Siamo a New York durante una sera qualsiasi. Dei ragazzi organizzano una festa a sorpresa per un loro amico in partenza per il Giappone. Uno di loro si fa carico di riprendere gli ultimi saluti e gli attimi della festa, ed è grazie alla sua telecamera che vedremo tutto il film. Poi un’esplosione ed una scossa nel terreno annunciano l’arrivo del mostro. Da quel momento si scatena una forsennata fuga per sopravvivere, mentre New York cade a pezzi e brucia.
L’idea appare abbastanza originale, il fatto di girare il film con la telecamera a mano e di avere come protagonisti volti poco noti permette una certa immedesimazione, ma l’effetto oscillante della camera fa venire il mal di stomaco ed a volte ci si domanda se non sia fatta dai servizi segreti con un materiale ultraresistente, tante sono le scosse e le cadute che deve sostenere, senza mai perdere in qualità d’immagine. I dialoghi sono brutti, a tratti completamente insensati, soprattutto le battute del ragazzo che regge la telecamera, un deficiente totale. Invece, le scene hanno un buon taglio, spesso carico di suspence (rovinata un po’ dall’effetto maremoto) e di colpi di scena; i pericoli sono spesso in ombra, per lasciare libera la fantasia dello spettatore. L’azione è concitata e lascia poco respiro, di contro la pellicola dura solo un’ora e dieci minuti (anche se per alcuni potrebbe essere stato un sollievo).
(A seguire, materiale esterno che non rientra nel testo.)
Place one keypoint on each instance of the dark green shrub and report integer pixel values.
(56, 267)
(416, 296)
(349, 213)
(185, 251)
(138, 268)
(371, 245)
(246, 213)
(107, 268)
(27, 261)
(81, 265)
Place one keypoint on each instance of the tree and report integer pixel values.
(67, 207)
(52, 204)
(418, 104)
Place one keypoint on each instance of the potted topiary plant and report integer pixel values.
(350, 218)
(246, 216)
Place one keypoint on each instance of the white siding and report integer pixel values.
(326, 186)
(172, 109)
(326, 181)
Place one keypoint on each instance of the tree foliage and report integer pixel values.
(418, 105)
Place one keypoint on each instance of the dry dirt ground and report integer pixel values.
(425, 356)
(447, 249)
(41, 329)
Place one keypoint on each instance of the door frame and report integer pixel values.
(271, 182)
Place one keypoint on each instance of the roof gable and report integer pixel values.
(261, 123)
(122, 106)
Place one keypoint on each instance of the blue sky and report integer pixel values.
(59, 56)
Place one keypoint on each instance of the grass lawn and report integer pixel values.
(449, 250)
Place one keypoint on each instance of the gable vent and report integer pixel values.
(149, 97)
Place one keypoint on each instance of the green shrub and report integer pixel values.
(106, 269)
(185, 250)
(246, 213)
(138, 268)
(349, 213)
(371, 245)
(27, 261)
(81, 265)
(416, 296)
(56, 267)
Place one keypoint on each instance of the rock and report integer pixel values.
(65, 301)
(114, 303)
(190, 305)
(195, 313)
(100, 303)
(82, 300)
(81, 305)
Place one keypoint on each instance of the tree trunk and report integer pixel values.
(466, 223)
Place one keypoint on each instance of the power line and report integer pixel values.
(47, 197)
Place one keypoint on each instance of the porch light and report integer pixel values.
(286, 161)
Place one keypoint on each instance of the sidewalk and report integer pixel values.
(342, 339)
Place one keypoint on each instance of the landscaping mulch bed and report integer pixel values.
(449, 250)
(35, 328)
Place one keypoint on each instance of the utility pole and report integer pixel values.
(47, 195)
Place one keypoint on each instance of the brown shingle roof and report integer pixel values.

Cloverfield si rivela essere un film che a diritto s’inserisce nella categoria dei disaster-movie, ma non in quella dei “film di mostri”… se la causa della fuga fosse stata un incendio, un violento terremoto, gli zombi o un tornado, la pellicola non sarebbe cambiata di molto.
I protagonisti non eccelsi, qualche sfiga di troppo anche per la situazione in cui si trovano, l’effetto telecamera-terremotata, il non scoprire proprio nulla del mostro, i dialoghi orribili sono sufficienti a farmi sconsigliare questo film, anche se per certe scelte di regia Cloverfield potrebbe risultare un buon film per alcuni.